I have been tired since May 2015. I am so, so tired. But the sleep deprivation proved to be worth it today. You see, today was Match Day. The results were good. Outstanding, really. Not only did I match to my number one ranked program, but my future institution is one of the most prestigious medical centers in the world.
My journey to get today was not easy. It took me three application cycles to get accepted into medical school. The emotional toll alone of receiving dozens of rejection letters is enough to make anyone go a little crazy. But with application cycles also comes time, and as we all know, with time comes a decline in ovarian function. Women physicians are all too familiar with that line graph comparing ovarian reserve to a woman’s age. I was finally accepted into medical school at 27. By that time I was married to a man nine years my senior who was very eager to start a family. So we decided to have a baby… while I was in medical school.
After a pregnancy complicated by complete placenta previa, studying for Step 1 in the height of my third trimester, and a major placental bleed during third year orientation- my beautiful Ben was born. I have loved my son with every ounce of my being since the second I heard him cry. He has brought our family indescribable joy and not a moment goes by that I am not thankful to have him.

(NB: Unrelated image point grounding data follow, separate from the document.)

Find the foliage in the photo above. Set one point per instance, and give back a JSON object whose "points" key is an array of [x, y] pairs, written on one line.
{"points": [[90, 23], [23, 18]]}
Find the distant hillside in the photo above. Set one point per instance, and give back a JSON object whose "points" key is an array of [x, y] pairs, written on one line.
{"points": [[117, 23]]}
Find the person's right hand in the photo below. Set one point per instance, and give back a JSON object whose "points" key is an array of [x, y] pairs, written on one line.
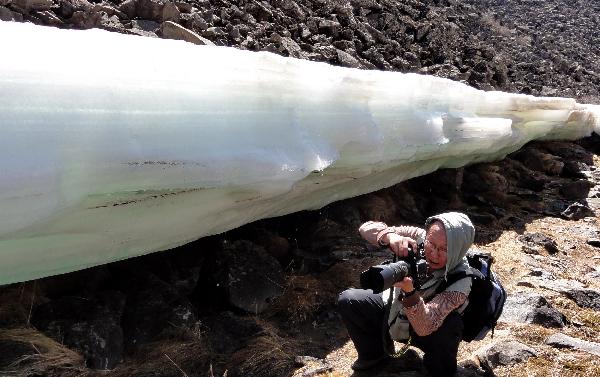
{"points": [[399, 244]]}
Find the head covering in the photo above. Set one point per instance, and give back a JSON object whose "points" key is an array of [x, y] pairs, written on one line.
{"points": [[460, 234]]}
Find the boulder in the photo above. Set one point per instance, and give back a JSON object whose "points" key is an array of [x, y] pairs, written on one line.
{"points": [[504, 353], [154, 309], [576, 190], [31, 5], [91, 325], [531, 308], [8, 15], [577, 211], [252, 278], [171, 30], [586, 298], [533, 240]]}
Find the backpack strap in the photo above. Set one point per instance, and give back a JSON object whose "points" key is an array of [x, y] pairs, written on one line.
{"points": [[451, 279]]}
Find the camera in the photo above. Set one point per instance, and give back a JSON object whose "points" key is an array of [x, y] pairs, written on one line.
{"points": [[383, 276]]}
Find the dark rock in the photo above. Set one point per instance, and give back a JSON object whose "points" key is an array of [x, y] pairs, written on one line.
{"points": [[586, 298], [540, 161], [576, 190], [330, 28], [575, 169], [504, 354], [12, 350], [154, 308], [347, 60], [253, 278], [90, 325], [539, 239], [563, 341], [532, 308], [577, 211], [594, 242], [8, 15]]}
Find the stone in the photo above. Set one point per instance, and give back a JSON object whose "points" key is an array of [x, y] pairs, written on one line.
{"points": [[109, 10], [252, 278], [8, 15], [91, 325], [576, 190], [48, 18], [559, 340], [584, 297], [171, 30], [504, 353], [531, 308], [577, 211], [170, 12], [594, 242], [11, 350], [539, 161], [575, 169], [539, 239], [31, 5], [154, 309], [347, 60], [330, 28]]}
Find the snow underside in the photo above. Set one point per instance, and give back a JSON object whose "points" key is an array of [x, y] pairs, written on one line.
{"points": [[123, 145]]}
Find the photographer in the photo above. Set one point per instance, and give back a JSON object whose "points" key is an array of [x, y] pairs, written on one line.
{"points": [[427, 319]]}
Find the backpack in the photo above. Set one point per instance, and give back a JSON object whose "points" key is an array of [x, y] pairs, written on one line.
{"points": [[486, 299]]}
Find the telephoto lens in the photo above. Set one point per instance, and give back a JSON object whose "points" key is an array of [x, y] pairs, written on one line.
{"points": [[381, 277]]}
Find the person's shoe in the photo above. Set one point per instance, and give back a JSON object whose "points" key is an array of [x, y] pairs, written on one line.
{"points": [[360, 364]]}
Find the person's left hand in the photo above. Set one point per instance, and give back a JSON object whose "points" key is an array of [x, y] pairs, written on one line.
{"points": [[406, 285]]}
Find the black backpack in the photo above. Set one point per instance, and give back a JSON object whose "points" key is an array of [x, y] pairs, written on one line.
{"points": [[486, 299]]}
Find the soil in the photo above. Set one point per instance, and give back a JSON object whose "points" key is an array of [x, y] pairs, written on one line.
{"points": [[167, 314]]}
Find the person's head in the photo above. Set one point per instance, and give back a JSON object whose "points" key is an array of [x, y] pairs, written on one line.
{"points": [[436, 245], [449, 236]]}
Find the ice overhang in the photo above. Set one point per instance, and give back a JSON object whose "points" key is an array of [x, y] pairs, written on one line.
{"points": [[115, 146]]}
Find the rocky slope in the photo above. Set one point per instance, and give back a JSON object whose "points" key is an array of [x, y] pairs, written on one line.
{"points": [[259, 301]]}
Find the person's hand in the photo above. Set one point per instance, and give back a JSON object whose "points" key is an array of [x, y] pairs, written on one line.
{"points": [[399, 244], [406, 285]]}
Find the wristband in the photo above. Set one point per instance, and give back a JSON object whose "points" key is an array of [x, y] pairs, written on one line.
{"points": [[381, 234]]}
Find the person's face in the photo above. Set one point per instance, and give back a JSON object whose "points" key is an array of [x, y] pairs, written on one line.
{"points": [[436, 246]]}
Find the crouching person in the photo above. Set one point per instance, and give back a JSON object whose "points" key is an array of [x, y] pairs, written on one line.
{"points": [[428, 318]]}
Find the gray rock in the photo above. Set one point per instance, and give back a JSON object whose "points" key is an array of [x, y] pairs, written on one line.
{"points": [[8, 15], [171, 12], [347, 60], [594, 242], [31, 5], [586, 298], [253, 278], [171, 30], [109, 10], [91, 325], [560, 285], [504, 353], [531, 308], [576, 190], [531, 240], [577, 211], [563, 341]]}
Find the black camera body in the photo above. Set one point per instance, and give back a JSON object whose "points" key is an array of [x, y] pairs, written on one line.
{"points": [[383, 276]]}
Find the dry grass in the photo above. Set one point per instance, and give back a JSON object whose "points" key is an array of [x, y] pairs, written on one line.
{"points": [[303, 297], [49, 357], [268, 355]]}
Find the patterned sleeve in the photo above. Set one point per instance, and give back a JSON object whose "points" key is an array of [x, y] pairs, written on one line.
{"points": [[373, 231], [426, 318]]}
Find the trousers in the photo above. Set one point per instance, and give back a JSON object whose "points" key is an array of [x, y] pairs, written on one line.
{"points": [[363, 313]]}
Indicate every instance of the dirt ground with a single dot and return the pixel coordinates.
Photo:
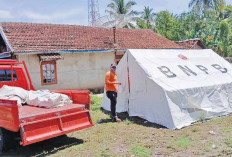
(135, 137)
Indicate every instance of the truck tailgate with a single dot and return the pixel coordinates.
(37, 124)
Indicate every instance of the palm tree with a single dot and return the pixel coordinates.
(147, 19)
(206, 4)
(122, 12)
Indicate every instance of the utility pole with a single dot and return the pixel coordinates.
(93, 12)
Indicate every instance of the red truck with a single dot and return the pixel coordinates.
(33, 124)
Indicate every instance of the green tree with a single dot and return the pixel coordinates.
(206, 4)
(224, 41)
(167, 26)
(122, 12)
(146, 21)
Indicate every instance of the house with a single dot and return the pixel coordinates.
(195, 43)
(71, 56)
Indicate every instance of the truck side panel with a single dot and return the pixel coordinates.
(55, 124)
(9, 116)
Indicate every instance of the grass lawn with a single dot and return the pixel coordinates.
(135, 137)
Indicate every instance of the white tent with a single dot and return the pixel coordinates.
(173, 88)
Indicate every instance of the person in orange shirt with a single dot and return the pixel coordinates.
(111, 82)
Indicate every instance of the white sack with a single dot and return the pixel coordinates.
(40, 98)
(47, 99)
(14, 93)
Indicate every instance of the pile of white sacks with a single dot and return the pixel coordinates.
(40, 98)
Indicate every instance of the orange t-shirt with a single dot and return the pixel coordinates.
(109, 78)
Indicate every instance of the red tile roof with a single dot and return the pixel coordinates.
(32, 37)
(191, 43)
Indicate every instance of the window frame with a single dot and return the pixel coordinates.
(12, 79)
(41, 72)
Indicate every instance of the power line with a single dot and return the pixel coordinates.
(93, 12)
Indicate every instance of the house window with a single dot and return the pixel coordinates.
(118, 56)
(48, 73)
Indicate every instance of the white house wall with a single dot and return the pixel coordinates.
(76, 71)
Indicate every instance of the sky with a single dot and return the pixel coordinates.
(74, 11)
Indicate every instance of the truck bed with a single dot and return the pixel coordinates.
(37, 124)
(27, 111)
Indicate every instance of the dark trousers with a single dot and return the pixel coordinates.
(113, 101)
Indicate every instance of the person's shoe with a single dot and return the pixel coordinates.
(116, 119)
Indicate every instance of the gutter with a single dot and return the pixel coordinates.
(69, 51)
(5, 40)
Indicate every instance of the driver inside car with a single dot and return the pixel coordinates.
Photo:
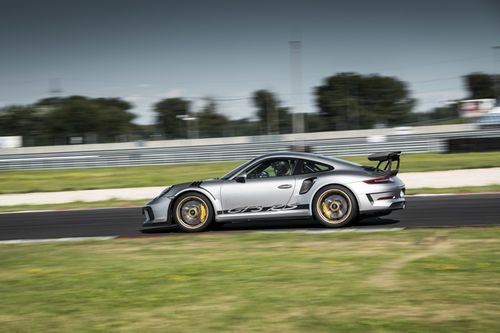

But being a parent is even harder than I imagined (I still have PTSD from the newborn period). Being a parent while in medical school seems like an almost insurmountable challenge. It has been exhausting and challenging and there were times I did not think I would make it to today. But today is proof. When I celebrated the news of my match, I got to share that moment with my loving husband and our smart, wild, daring, and sweet little boy.
Yes, I am still exhausted. And no, I do not believe I will get to catch up on sleep anytime soon. But just as my increasing age correlates to my declining ovarian function (that damn graph), it also represents the passage of time. My grandmother used to say that the days were long but the years were short. So to all the women who wonder if they can be a mom while in medicine... the answer is YES. Do whatever is right for you and your individual circumstance. And if you do have a baby in medical school (or at any point in your medical career), there will be times when it’s awful and times you genuinely don’t believe you can do it anymore… but it is so worth it. And whatever you do, enjoy every second because my grandmother was right. There were so many long days, but these sweet, sweet years are ever so short.